The topography is exceptional. The melting glaciers in Idaho and Montana (Missoula Floods) during the last ice age have carved out an incredible gorge in the layers of basalt left by erupting volcanoes prior to the glacial period. Interesting that the Oregon side is so much greener than the Washington side. Turns out the southwest orientation of the layers of rock cause the Washington side to erode into the river. They lose valuable layers of topsoil, while the Oregon side stays pretty much intact.

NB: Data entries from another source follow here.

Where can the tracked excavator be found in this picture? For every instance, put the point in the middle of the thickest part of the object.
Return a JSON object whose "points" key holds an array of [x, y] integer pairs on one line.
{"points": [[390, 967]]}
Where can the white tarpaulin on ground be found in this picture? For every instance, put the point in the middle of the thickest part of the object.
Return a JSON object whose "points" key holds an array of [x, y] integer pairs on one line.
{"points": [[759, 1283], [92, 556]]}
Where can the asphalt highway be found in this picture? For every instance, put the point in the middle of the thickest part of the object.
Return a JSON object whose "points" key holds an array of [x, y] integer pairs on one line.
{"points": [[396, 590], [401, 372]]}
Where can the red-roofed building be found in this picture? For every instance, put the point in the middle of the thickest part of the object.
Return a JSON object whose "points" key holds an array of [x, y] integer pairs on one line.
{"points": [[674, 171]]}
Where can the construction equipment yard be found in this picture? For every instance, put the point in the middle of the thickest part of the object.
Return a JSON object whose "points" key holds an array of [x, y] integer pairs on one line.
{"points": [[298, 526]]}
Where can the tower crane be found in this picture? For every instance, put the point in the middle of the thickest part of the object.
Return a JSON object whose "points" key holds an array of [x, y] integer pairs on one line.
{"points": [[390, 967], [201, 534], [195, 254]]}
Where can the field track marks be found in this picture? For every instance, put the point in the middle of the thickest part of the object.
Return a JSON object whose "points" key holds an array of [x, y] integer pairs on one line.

Beautiful country!

Gateway to the Columbia Gorge--Troutdale, just east of Portland.

Gateway to the Columbia Gorge–Troutdale, just east of Portland.

 

The Gorge, looking east from Chanticleer Point.

The Gorge, looking east from Chanticleer Point.

 

The Bonneville Dam, the first of FDR's New Deal dams on the Columbia.

The Bonneville Dam, the first of FDR’s New Deal dams on the Columbia.

 

Lunch at Thunder Island Brewing in Cascade Locks. All that history and gorge-ous scenery works up a thirst!

Lunch at Thunder Island Brewing in Cascade Locks. All that history and gorge-ous scenery works up a thirst!